The December 2021 update of the Equal Treatment Bench Book advised judges that the use of preferred gender pronouns is "common courtesy."[73][74][75] The guidance states that there might be situations in which a witness might refer to a transgender person with "pronouns matching their gender assigned at birth" and that judges should be alert to "how someone prefers to be addressed."[74] It also states that those who are victims of sexual violence of domestic violence should be allowed to use pronouns according to gender assigned at birth "because that is in accordance with the victim’s experience and perception of the events".[73][74]

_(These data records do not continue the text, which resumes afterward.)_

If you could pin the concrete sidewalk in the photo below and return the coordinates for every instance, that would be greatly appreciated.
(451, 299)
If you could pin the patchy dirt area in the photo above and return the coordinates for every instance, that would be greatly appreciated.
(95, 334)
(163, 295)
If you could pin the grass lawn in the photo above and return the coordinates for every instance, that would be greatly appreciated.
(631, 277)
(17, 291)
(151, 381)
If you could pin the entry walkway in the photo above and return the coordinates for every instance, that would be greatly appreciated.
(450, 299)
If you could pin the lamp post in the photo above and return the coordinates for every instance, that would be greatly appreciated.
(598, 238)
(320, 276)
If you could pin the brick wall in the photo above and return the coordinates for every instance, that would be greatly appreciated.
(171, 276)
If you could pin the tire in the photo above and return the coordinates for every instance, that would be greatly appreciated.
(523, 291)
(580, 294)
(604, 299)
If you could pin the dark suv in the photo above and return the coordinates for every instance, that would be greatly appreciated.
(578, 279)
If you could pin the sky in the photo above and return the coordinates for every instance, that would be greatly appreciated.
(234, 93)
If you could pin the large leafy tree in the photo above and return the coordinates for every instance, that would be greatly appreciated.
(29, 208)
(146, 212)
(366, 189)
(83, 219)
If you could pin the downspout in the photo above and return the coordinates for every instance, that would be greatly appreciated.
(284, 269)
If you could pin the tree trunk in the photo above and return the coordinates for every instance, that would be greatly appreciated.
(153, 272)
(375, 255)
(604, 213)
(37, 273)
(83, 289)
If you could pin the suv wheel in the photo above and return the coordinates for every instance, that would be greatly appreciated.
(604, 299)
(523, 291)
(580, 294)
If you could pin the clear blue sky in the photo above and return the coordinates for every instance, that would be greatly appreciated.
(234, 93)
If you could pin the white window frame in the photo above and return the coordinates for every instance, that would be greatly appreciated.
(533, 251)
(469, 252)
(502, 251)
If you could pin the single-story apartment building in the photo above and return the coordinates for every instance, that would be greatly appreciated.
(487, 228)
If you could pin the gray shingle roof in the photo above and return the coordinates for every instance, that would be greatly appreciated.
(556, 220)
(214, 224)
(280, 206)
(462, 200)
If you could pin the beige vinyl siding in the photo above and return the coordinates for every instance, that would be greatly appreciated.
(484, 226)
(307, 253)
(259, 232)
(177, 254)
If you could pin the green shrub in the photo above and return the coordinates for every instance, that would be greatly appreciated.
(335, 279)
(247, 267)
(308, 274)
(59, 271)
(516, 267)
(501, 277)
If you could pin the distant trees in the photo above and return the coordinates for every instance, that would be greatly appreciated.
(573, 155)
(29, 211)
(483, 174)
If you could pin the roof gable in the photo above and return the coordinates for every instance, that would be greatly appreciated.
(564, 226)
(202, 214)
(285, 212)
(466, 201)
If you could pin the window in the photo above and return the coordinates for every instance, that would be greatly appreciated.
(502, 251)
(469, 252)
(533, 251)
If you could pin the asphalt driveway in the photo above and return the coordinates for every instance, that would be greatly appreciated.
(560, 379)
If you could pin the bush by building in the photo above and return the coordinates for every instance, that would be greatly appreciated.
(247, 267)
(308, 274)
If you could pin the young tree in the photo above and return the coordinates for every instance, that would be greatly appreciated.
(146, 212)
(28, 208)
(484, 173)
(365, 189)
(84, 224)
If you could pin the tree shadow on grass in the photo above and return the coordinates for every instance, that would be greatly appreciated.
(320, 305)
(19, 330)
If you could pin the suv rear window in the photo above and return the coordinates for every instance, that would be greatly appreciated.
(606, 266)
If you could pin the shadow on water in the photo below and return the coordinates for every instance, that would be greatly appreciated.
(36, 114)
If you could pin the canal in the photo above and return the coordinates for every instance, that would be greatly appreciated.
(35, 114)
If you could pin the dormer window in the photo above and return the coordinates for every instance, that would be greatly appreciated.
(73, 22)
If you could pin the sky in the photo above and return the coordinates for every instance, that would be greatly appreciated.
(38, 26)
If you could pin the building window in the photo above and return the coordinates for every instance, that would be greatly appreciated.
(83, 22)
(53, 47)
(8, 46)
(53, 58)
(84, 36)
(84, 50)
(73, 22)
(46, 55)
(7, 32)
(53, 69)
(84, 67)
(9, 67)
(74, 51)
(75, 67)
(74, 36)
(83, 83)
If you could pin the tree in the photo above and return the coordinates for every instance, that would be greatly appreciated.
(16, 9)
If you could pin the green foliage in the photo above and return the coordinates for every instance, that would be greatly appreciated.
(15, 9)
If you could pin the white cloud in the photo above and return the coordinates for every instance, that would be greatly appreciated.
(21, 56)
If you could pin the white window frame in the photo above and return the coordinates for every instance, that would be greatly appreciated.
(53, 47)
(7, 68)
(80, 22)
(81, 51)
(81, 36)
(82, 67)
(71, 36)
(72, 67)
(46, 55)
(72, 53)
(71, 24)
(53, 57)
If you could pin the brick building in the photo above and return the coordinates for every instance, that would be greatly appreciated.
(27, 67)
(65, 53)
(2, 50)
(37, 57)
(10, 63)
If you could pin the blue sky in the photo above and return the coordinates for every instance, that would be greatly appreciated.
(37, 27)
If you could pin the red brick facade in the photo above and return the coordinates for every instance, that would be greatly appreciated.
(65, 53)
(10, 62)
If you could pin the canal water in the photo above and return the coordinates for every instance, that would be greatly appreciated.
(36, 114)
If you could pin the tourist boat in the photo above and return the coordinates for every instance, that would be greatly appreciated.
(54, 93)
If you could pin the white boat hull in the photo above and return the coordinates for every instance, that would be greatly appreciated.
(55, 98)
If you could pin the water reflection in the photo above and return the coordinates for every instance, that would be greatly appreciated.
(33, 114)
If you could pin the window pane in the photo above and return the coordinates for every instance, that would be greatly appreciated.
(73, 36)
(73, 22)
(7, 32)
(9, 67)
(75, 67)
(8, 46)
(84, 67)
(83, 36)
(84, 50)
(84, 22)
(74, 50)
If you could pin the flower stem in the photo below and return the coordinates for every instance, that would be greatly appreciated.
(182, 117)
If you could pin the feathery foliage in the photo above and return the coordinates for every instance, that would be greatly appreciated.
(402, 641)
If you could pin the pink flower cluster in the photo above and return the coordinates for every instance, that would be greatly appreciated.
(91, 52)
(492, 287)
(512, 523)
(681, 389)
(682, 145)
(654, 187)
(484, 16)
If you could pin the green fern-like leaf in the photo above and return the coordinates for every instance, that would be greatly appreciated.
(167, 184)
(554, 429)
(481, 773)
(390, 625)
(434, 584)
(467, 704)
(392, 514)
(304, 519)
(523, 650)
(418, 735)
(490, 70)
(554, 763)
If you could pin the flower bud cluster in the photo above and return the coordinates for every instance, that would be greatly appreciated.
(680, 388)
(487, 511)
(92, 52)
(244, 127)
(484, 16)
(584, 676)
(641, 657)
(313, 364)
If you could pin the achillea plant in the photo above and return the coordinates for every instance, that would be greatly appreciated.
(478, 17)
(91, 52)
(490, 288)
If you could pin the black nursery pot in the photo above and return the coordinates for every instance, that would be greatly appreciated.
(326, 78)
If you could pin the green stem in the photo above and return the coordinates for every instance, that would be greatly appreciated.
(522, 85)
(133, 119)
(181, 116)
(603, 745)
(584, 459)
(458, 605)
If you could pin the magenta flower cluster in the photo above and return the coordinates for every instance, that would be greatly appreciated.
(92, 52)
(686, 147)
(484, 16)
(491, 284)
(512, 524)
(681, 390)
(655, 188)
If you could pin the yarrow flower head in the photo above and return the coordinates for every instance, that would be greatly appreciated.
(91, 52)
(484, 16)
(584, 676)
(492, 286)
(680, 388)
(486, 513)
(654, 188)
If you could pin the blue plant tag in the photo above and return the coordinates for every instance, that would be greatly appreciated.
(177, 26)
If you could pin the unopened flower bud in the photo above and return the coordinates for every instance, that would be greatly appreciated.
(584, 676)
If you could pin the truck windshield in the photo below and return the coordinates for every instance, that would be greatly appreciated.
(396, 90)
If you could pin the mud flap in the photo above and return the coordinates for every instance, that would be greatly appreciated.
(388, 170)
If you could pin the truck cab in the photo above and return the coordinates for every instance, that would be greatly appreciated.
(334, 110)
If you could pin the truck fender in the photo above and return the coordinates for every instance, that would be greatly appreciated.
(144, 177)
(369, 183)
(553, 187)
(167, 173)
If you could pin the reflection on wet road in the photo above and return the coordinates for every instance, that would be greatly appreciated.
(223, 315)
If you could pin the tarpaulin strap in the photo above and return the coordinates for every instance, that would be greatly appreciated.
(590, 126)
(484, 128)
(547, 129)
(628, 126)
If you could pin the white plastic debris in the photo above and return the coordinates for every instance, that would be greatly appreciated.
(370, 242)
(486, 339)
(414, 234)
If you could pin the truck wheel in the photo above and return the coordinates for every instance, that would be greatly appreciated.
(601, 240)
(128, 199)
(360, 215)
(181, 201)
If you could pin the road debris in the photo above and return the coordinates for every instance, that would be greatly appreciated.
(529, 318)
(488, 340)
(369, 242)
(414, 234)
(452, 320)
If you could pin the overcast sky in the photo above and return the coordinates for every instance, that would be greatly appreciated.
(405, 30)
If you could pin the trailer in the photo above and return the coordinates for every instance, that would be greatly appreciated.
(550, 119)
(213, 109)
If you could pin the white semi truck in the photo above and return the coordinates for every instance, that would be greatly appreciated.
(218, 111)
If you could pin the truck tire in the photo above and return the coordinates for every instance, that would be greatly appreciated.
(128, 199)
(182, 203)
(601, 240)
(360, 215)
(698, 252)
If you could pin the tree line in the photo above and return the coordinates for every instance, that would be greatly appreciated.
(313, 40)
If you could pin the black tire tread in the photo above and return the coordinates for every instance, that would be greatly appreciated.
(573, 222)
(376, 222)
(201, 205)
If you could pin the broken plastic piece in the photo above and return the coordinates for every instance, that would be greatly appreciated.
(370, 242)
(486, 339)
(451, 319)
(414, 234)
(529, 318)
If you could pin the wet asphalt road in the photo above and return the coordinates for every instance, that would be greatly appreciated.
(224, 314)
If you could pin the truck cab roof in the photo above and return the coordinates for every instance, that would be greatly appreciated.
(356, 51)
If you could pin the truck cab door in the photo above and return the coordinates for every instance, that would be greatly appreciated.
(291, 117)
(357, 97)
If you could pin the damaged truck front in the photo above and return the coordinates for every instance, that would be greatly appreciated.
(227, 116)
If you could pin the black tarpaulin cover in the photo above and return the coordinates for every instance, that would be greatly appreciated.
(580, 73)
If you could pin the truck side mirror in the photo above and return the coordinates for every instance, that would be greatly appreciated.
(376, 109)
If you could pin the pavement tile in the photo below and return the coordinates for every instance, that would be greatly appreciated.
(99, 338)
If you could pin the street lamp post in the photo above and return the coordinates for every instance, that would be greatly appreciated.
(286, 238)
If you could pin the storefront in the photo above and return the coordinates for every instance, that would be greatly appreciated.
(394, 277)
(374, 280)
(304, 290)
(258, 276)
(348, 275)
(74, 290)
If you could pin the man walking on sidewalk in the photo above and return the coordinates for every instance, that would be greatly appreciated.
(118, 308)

Current U.S. Department of Labor policies on gender identity encourage managers and supervisors to refer to people by the pronouns and names they want to use, stating that continued misuse of pronouns and name may "breach the person's privacy...put them at risk of harm" and in certain circumstances, "may be considered harassment." It also advised such people to use gender-neutral language in order to "avoid assumptions about employees' sexual orientation or gender identity" and stated that someone's gender "should not be assumed based on their pronouns."[76] The U.S. Equal Employment Opportunity Commission also suggested that even though misusing the PGPs and name of a transgender employee does not violate Title VII, doing so intentionally and repeatedly "could contribute to an unlawful hostile work environment."[77][78] EEOC decisions in Lusardi v. Dep't of the Army (2013), Jameson v. U.S. Postal Serv. (2015), and Jamal v. Saks & Co. (2015) concluded that intentional misuse of PGPs created a hostile work environment.[79][80] The commission also said gender identity harassment may include repeated, and intentional, misuse of PGPs.[81]

Criticism

Some groups and individuals have been critical of the application of PGPs. Republican Congressmember Greg Murphy opposed the U.S. Air Force allowing PGPs in email signature blocks, calling it "unbelievable," and arguing it detracted from military preparedness.[82] Christina M. Xiao, a Harvard University student who favored use of PGPs, opposed PGPs being mandatory, saying that making use of PGPs forced can push people into a uncomfortable situation where they out themselves or feel "incredibly dysphoric."[83] In a dissent in Bostock v. Clayton County, U.S. Supreme Court Justice Samuel Alito said that the majority decision, in which the Court held that Title VII of the Civil Rights Act of 1964 protects employees against discrimination because they are gay or transgender,[84] may lead some to claim that not using their PGP "violates one of the federal laws prohibiting sex discrimination" and believed that the decision would affect how employers "address their employees" and how school officials and teachers talk to students.[85]